I remember him when he found out about a particular novel of mine, which I had successfully kept under wraps right until I could announce that yes, it was being published, and his response when he was told about it was literally this:
“You wrote a book and are getting it published without ever having told me about it? I will never forgive you. Now give me the manuscript.”
And he took the MS printout and sat down with it on the living room sofa, and did not let go of it until he had turned the last page. And then he cried. And on the heels of that I remember that “Random”, the first book in my new series, bears a dedication to him… because this was the first book of mine that he did not live to see, to gather up and to collect lovingly on his shelf which was groaning with copies of my books in every language in which they had ever appeared, to read carefully, to store up another helping of approval and pride.
I don’t idealize him, nor idolize him. There are other memories and some are not wholly pleasant. But they’re all memories now.

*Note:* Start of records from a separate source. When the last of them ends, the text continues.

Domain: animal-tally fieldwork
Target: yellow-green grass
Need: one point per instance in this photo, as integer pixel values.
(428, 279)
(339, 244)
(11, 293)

This world has been empty of him for two years. His ashes are dispersed in the great quiet Pacific Ocean. His soul no longer clings to the dust of this dirtball of a planet. The things he loved are gone or are loved by someone else. There’s a sense of inevitability and of progression – the sense of loss is no less but it is also no longer sharp, no longer acute. And it feels self indulgent, these days, to remember him and cry. People lose parents every day. It’s the way of the world. It feels as though I should gird up my loins and wipe my nose and keep going, now.
That part of my life is over, the part when I was this man’s daughter-in-the-flesh. I am now daughter-in-spirit, daughter-in-memory, I am the daughter that was, half a daughter, with only one living parent left to anchor me to that identity now. There will come a day on which I will have to say that I USED to be a daughter, and on that day I become an ex-daughter, an orphan, but I suppose I am lucky in that have kept my beloved parents for longer than it is given to some. I suppose when the inevitable day comes that my ancestral walls are all down and the cold winds can blow freely through the ruins of that childhood house which will exist no longer I will have the right and the permission to re-indulge one last time in that rawest, sharpest grief.
But for now… it’s the second anniversary. It feels too close, and too far away. I feel as though I am just far enough from shore not to know whether it’s worth paddling back towards land, or resolutely setting sail towards the unknown horizon. Perhaps, next year, the shore will have gone a little more distant still and the choice won’t be so hard to make. But now… right now… I still feel the tethers, invisible links to all that is left behind on that land I have left in my wake, and it feels… weird… almost dangerous… whatever I do.
So right now, on this second anniversary, I will do nothing at all. I will let myself float on the waters, and lie back in my cockleshell boat, and stare at the sky full of stars – and maybe I will see a star shoot across the sky, and know that on the second anniversary it might be okay if I let myself believe that my lost father is somehow remembering me.